If you formalise this as the null hypothesis "drinkers are unable, given a specific stout, to tell whether it's either (a) Beamish or Guinness, or (b) Murphy's or O'Hara's", you can use the chi-squared test to see whether this result is statistically significant and thus allows you to reject the null hypothesis. If you can, then this would suggest that drinkers are on average able to narrow down their stouts to one of the two pairs, even if they aren't very good at distinguishing between the stouts within each pair.

I'm not a stout drinker, but I understand that both Murphy's and O'Hara's are brewed to be somewhat lighter and less bitter than Beamish and Guinness, so the tasting results could be consistent with this.

cavedave

ok so for two hypothesis I think i need
N -> number of possible outcomes
E-> expected number of outcomes
O -> observed number fo outcomes

So for Hypothesis 1. "People cannot tell 4 stouts apart" These would be
N=2 (expected outcomes are correct or wrong guess)
E=9
O=12

so by Pearson's chi-squared test
(((12-9)*(12-9))/9)+(((24-27)*(24-27))/27)=1.333

This has one degree of freedom.
The two-tailed P value equals 0.2482

For Hypothesis 2 "people can tell G&B from M&O'H"
N=2
E=9
O=13

so by Pearson's chi-squared test
(((13-9)*(13-9))/9)+(((5-9)*(5-9))/9)=3.555
This has one degree of freedom.
The two-tailed P value equals 0.0593

Is this right? and if so what does it mean?

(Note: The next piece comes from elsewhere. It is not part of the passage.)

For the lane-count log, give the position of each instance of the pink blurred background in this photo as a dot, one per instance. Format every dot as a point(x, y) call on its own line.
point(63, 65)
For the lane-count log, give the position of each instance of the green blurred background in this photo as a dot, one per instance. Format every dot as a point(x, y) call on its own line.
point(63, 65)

*edited to include p values.

hivizman

I did it as a 2*2 table:


Correct|B&G|M&O
Choice||
B&G|13|5
M&O|5|13

If the choices are random, we would expect 9 in each of the four cells.

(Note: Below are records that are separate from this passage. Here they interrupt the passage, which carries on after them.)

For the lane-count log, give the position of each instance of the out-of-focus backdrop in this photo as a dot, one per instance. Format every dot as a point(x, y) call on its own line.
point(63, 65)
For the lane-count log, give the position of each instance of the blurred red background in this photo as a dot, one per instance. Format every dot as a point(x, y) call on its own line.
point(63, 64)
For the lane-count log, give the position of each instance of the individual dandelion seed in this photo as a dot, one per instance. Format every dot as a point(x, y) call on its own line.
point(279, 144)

Calculating chi-squared, with one degree of freedom, and ignoring Yates' correction, I get a test statistic of 7.11, which has a probability of less than 0.01. This means that there is less than one chance in 100 that your results could have come from a population of people who simply named the stouts at random.

Culchie

goddam ... this thread keeps bringing back to the mathematics forum (20 years too late my mother would say!!!) and I know nothing about it!!

Are all the contestants male? Any breakdown on this?

cavedave

Culchie
goddam ... this thread keeps bringing back to the mathematics forum

Sorry I should have said this earlier. There is a write up on the test here.

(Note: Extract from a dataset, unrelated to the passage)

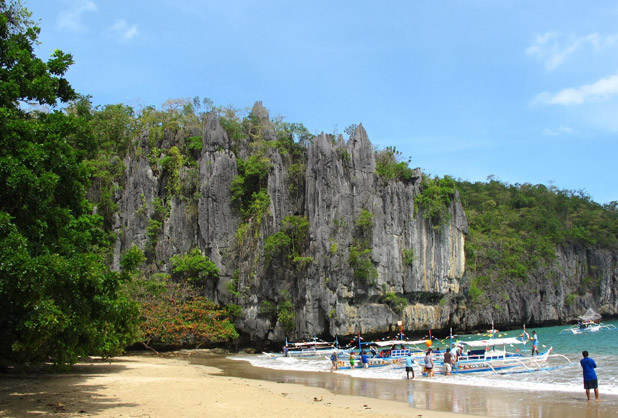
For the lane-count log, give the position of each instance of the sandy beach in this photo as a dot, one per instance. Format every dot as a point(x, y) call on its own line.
point(166, 386)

If theres anything I have not explained right or if you have any ideas for other tests please reply.

Teg Veece

Interesting thread.

I'd like to see how giving people the option of using the same Stout name to identify more than one of the stouts would influence the results. Would this remove correlation between the pints? At the moment, unless the test subject knows all stouts then the highest they can score is 2/4 which would seem to skew the results.

So someone could say Guinness, Guiness, O'Hara, Murphys if they are 50:50 on the first two drinks.

Similarly, someone could say Guinness, Guiness,Guinness, Guiness if they have absolutely no idea and get 1/4 correct which is what you'd expect on the law of averages.

Not too sure if this would improve the accuracy of the test.
Any opinions?

Grudaire

Teg Veece wrote: »

Interesting thread.

I'd like to see how giving people the option of using the same Stout name to identify more than one of the stouts would influence the results. Would this remove correlation between the pints? At the moment, unless the test subject knows all stouts then the highest they can score is 2/4 which would seem to skew the results.

So someone could say Guinness, Guiness, O'Hara, Murphys if they are 50:50 on the first two drinks.

Similarly, someone could say Guinness, Guiness,Guinness, Guiness if they have absolutely no idea and get 1/4 correct which is what you'd expect on the law of averages.

Not too sure if this would improve the accuracy of the test.
Any opinions?

You make a valid point, as you are treating it as one test a persons opinion on one drink affects his/her opinion on the next..

cavedave

Teg Veece

At the moment, unless the test subject knows all stouts then the highest they can score is 2/4 which would seem to skew the results.

? They could still get 4/4 it is just not likely.